Kalau gelombang P hilang /tidak ada : dapat terjadi pada VF (Ventrikel Fibrilasi) atau VT –
(Ventrikel Tacycardia)jadi tidak ada impuls SA node dari atrium, ventrikel cuma bergetar- getar
saja (sangat berbahaya, mengancam jiwa dan siapkan DC shock – 200 – 360 joules), dan CPR –
kalau gagal bisa asystole atau flat atau KO IT (+).
Contoh gambaran pada hiperkalemia gelombang P bisa juga hilang atau kecil dan juga pada
Atrial Fibrilasi( anonim, 2007).

1. Amplitudo QRS, rasio R/S dan gelombang Q yang abnormal


1. Amplitudo QRS
1. Amplitudo QRS yang tinggi terlihat pada hipertrofi ventrikel dan gangguan hantaran ventrikel
(misal sindroma WPW)
2. Amplitudo QRS yang rendah terlihat pada perikarditis, miokarditis, hipotiroid dan neonatus
yang normal.

3. Rasio R/S
1) Pada bayi dan anak yang normal, rasio R/S pada sadapan prekordial kanan besar karena
gelombang R yang tinggi, sedangkan pada sadapan prekordial kiri kecil karena gelombang S
yang dalam.

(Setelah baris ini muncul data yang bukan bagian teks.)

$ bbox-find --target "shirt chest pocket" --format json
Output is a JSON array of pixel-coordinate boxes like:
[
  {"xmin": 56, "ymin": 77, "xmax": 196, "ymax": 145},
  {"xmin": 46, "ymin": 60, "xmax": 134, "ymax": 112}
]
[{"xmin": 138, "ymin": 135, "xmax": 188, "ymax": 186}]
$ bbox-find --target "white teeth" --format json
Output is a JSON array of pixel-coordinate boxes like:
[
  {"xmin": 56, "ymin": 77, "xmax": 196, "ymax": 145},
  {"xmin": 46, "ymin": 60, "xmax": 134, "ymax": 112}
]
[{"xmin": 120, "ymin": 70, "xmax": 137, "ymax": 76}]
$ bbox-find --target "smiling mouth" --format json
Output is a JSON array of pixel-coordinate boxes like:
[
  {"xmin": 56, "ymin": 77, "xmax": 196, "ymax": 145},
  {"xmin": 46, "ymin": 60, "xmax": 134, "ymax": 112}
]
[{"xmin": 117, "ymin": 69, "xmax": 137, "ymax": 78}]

Rasio R/S yang abnormal terlihat pada hipertrofi ventrikel dan gangguan hantaran
ventrikel.

1. gelombang Q yang abnormal


a) Gelombang Q yang dalam di sadapan prekordial kiri terlihat pada hipertrofi ventrikel akibat
kelebihan beban volum.
b) Gelombang Q yang dalam dan lebar terlihat pada infark miokard dan fibrosis miokard.
c) Adanya gelombang Q di V1 terlihat pada RVH berat, inversi ventrikel, single ventrikel, dan
kadang-kadang juga pada neonatus.
d) Gelombang Q yang tak terlihat pada V6 terjadi pada inversi ventrikel.

1. Segmen ST dan gelombang T.

1. Depresi segmen ST terjadi pada perikarditis, iskemia atau infark miokard, hipertrofi ventrikel
yang berat dengan strain, dan efek digitalis. Umumnya depresi segmen ST disertai gelombang T
yang terbalik.

2. Gelombang T yang tinggi terlihat pada hiperkalemia, LVH akibat kelebihan volum, dan
cerebrovascular accident. Gelombang T yang datar atau rendah terlihat pada neonatus yang
normal, atau pada hipotiroid, hipokalemia, efek digitalis, perikarditis, miokarditis, iskemia
miokard, hiperglikemia atau hipoglikemia.